Quand le Pape argumente, il se souvient de sa formation de chimiste et dénonce les causes du mal en connaisseur : ce sont les polluants atmosphériques, l'excès de CO2 dans l'air, la pollution due aux moyens de transport et aux fumées des usines, la dégradation du sol due à l'emploi d'insecticides, fongicides, désherbants et autres produits toxiques « imposés par la cupidité des financiers incapables de voir le mystère des multiples relations qui existent entre les choses, et par conséquent, résout un problème en en créant un autre ».
Il nous explique la pollution des eaux, l'effet de serre, la déforestation, le réchauffement climatique et la montée des eaux, en insistant toujours sur les conséquences pour les populations les plus faibles et les plus démunies qui n'auront jamais les moyens de se prémunir contre ces cataclysmes annoncés.

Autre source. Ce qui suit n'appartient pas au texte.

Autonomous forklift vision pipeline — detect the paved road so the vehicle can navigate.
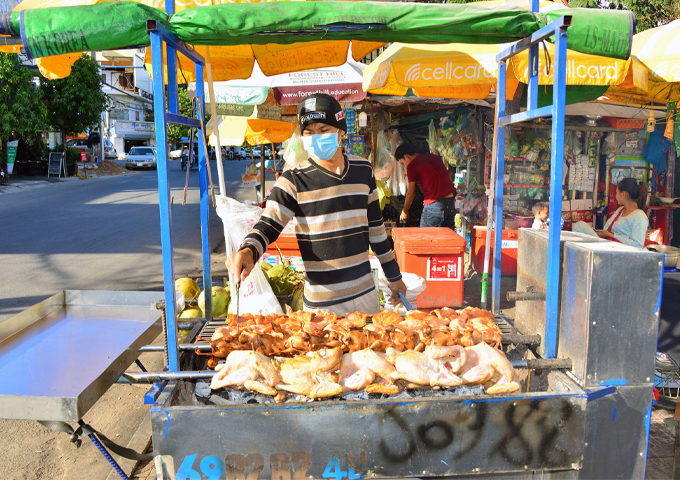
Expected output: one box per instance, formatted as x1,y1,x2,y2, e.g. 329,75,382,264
0,161,273,480
0,161,274,322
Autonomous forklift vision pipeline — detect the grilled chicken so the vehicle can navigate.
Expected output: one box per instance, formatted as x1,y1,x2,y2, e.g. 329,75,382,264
277,347,342,398
460,342,520,395
340,348,399,394
386,346,463,387
210,351,281,395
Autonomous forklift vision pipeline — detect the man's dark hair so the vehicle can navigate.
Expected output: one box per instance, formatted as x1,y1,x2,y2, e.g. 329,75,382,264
531,202,550,215
394,143,418,161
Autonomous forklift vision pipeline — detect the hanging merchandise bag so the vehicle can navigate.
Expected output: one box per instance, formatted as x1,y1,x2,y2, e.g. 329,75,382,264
373,130,396,181
217,197,283,315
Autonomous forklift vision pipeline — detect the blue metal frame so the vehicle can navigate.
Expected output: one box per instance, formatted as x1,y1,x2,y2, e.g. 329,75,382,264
492,0,571,358
147,17,212,372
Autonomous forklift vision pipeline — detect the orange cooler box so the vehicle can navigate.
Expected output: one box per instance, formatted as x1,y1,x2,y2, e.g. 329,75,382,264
267,233,300,257
470,227,519,275
392,227,466,309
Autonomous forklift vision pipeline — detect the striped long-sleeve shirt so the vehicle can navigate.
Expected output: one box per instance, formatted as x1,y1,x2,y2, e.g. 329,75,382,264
242,157,401,308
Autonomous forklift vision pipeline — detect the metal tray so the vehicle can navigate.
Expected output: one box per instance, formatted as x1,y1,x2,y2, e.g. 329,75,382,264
0,290,163,422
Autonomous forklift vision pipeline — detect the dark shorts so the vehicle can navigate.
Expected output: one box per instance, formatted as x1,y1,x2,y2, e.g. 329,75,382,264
420,197,456,231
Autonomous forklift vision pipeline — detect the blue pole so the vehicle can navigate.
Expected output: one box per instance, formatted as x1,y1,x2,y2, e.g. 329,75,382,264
194,63,212,321
491,60,507,314
150,32,179,372
78,420,129,480
544,28,567,358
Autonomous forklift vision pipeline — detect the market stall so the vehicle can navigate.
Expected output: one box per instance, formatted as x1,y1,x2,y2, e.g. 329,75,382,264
0,2,658,479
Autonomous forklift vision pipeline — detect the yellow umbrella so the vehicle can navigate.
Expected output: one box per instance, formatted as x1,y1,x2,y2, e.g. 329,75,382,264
6,0,384,83
206,112,295,145
509,44,648,90
363,43,516,99
632,20,680,82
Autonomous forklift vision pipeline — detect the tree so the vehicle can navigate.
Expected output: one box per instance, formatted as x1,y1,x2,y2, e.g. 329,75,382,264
569,0,680,32
0,53,47,181
40,55,108,167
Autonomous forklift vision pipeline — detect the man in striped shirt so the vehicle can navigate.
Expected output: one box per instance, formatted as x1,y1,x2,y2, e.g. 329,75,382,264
227,94,406,315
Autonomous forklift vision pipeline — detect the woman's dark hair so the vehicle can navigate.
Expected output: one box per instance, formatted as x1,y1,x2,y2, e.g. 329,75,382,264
394,143,418,161
531,202,550,215
616,177,647,210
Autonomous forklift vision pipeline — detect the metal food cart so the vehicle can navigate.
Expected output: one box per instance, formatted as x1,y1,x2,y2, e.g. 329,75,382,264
0,0,661,480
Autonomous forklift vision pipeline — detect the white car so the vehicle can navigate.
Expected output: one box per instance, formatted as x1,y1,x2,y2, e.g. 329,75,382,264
104,138,118,158
125,147,156,170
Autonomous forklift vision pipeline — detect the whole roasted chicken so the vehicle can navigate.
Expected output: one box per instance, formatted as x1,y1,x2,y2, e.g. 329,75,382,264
460,342,520,395
340,348,399,395
386,345,466,388
210,351,281,396
276,347,342,398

Le Pape se montre très pratique dans ses observations : il nous explique, par exemple, que beaucoup d'oiseaux et d'insectes disparaissent à cause des agro-toxiques et que leur disparition entraîne une intervention technologique qui produira d'autres effets toxiques. Il prend des exemples précis pour stigmatiser le besoin des pays riches de s'enrichir toujours plus : la déforestation de l'Amazonie et de la forêt congolaise, la destruction de la barrière de corail, l'enlaidissement des villes à coup de ciment et de béton, la suppression des espaces verts propices aux promenades, aux rencontres et à la méditation... Tout est lié, nous répète-t-il : « en regardant le monde, nous remarquons que les interventions humaines, au service des finances et du consumérisme, rendent la terre toujours moins riche et moins belle, toujours plus limitée, plus grise, plus triste (...) Nous prétendons substituer la beauté irremplaçable, voulue par le Créateur, par une autre créée par nous ».

Le Pape a voulu adresser son encyclique à tous les hommes de bonne volonté. Pourtant il y ajoute un chapitre qui fait référence à des convictions de foi. Car, nous dit-il, « la science et la religion, qui proposent des approches différentes de la réalité, peuvent entrer dans un dialogue intense et fécond pour toutes deux ».
Ce chapitre est fabuleusement intéressant et marque une différence fondamentale avec tous les textes qui parlent d'écologie. Le Pape reprend le texte biblique de la Genèse pour bien nous montrer que la terre nous est donnée, pas pour la dominer mais « pour la cultiver et garder le jardin du monde ». Il nous montre que c'est une mauvaise interprétation de la Genèse qui nous a fait croire que nous avions tous les pouvoirs sur la création. Le Pape nous explique, entre autres, comment le récit de la Genèse « suggère que l'existence humaine repose sur trois relations fondamentales : la relation avec Dieu, avec le prochain et avec la terre ». Cette relation a été rompue quand l'homme a refusé son statut de créature pour prendre la place du Créateur. Et comme le premier homme, nous dit-il, l'homme d'aujourd'hui se prend pour l'égal du Créateur et entend se passer de Dieu pour recréer le monde.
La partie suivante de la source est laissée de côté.